Rey is looking at him with wide eyes and Jesus Christ— has she gotten prettier since he left or did he just forget? He thinks about her all the time, thought he had her memorized but whatever mental image he managed to scrape together pales in comparison to the woman smiling at him.
“It’s great,” Hux says, reaching for a bowl of chips that’s sitting on the coffee table.
“Schools great or Rose is great?” Rey says to her brother, teasing. Hux rolls his eyes but he’s smiling.
“They’re insufferable,” Ben says, “honestly disgusting.”
“Hey now Benny, you’re just jealous because you have gotten any since we started college— oh wait, or in high school either, huh?” Hux scratches his head in exaggerated contemplation.
“Really?” Rey says. Her tone is incredulous and her eyes are on him. He wants to murder Hux.
“I mean whatever,” he says, but he knows his cheeks are burning. “You’re one to talk, it’s not like you aren’t little miss super virgin.”
Rey blushes and smiles. “ Actually ,” she says, shrugging a little. “I guess I have you beat there.”
“No way,” Hux says, “With who? Why didn’t you tell me?”
“Because it’s not like, a thing . I met him at Finn’s birthday party but he doesn’t go to Pinewood so—“ she shrugs.

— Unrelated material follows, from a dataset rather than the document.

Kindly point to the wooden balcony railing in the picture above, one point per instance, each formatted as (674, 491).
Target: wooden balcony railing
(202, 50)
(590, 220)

Ben snorts. She’s full of shit, she’s gotta be absolutely full of shit… right? “The ‘he goes to a different school’ line? Really Rey?”

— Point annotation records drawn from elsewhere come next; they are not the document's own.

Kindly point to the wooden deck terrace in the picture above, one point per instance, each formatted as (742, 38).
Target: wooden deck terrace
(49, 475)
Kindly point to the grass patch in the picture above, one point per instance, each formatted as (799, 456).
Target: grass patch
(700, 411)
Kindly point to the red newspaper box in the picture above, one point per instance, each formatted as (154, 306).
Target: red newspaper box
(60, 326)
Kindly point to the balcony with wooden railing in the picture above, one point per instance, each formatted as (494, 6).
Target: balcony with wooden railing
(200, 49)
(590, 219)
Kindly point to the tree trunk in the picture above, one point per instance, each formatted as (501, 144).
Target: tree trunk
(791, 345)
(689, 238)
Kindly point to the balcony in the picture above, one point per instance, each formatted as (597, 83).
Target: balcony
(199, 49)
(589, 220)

“He does!” she says, and Hux gives her a withering but friendly look.
“You guys are ridiculous,” Rey says, turning her eyes back to Ben. “Maybe that’s why I didn’t tell you.”
Is she fucking serious? Did she seriously hook up with some— some random kid? Let some loser rub his hands and mouth and cock all over her— he can’t even think about it. A rush of anger threatens to overtake him completely. He’s surprised by the fact that when he does speak, his voice is even and steady. “ Maybe ,” Ben says, and his skin feels like it’s on fire— even his blood feels hot, “I just can’t imagine that anyone would wanna fuck you.”

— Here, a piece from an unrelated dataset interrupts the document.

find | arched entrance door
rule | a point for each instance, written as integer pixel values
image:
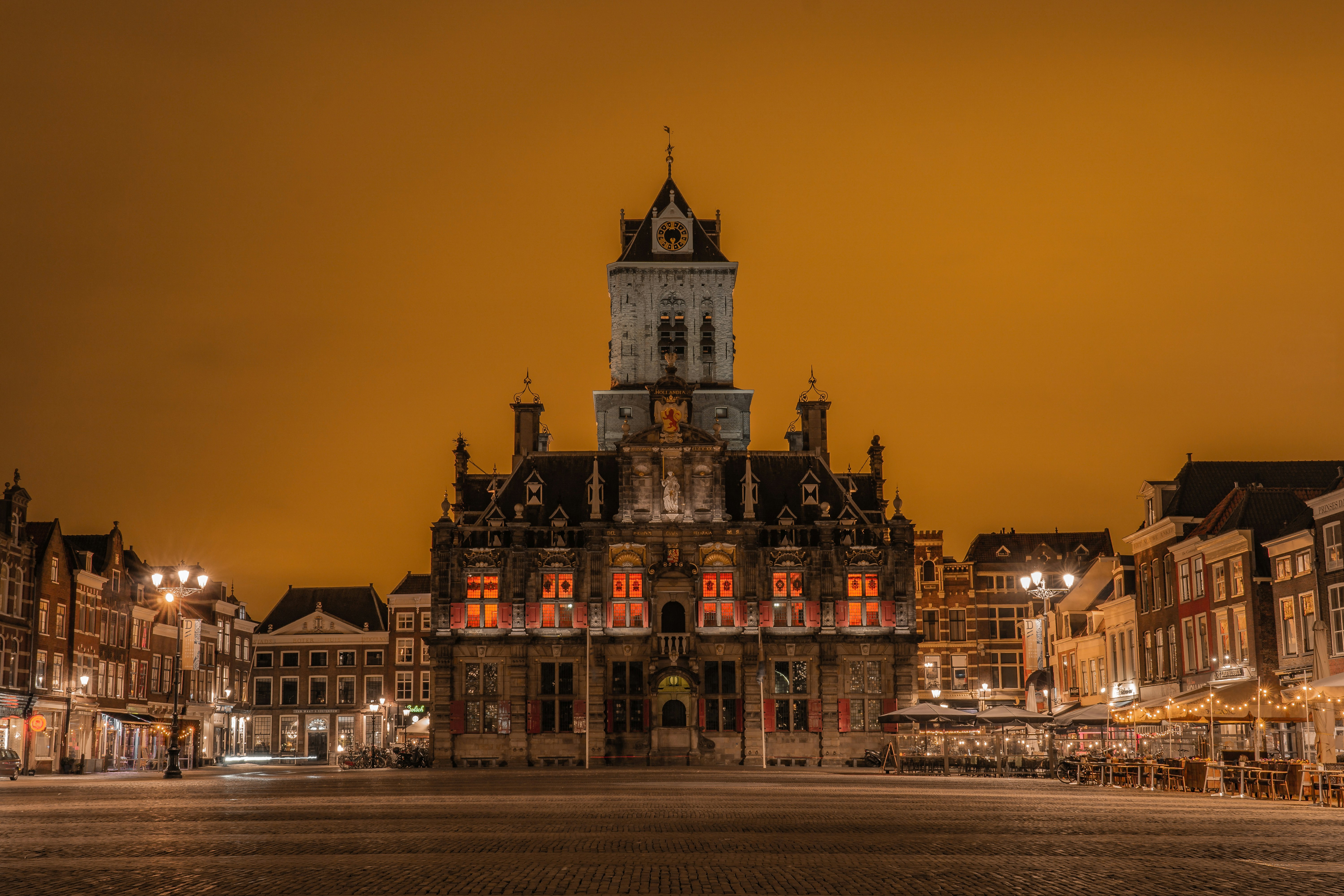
(673, 618)
(674, 714)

As soon as the words are out, he wants to swallow them back up. Rey goes pale, blinks a few times and Ben’s anger is gone, the cold rush of shame taking its place.
“Dude,” Hux says, but it sounds like what the fuck .
“Welp. I’m gonna go to bed,” Rey says, and she isn’t like, crying or screaming at him, but somehow this is much worse. Usually she would smack him or tackle him or tease him back but she looks— just fucking sad and he feels like the biggest piece of shit alive.
“Rey,” he says, and he hopes it sounds I’m sorry but he’s pretty sure it sounds like don’t make this a big deal and she smiles tightly, grabs the bowl of chips and leaves the boys alone.
“Smooth,” Hux says, as soon as Rey is gone and the door has closed behind her.
Ben knows if he stays he’ll say something just as bad to Hux, so he waits only long enough that he’s sure he won’t run into her before grabbing his coat and stomping back up the stairs and into the cold night.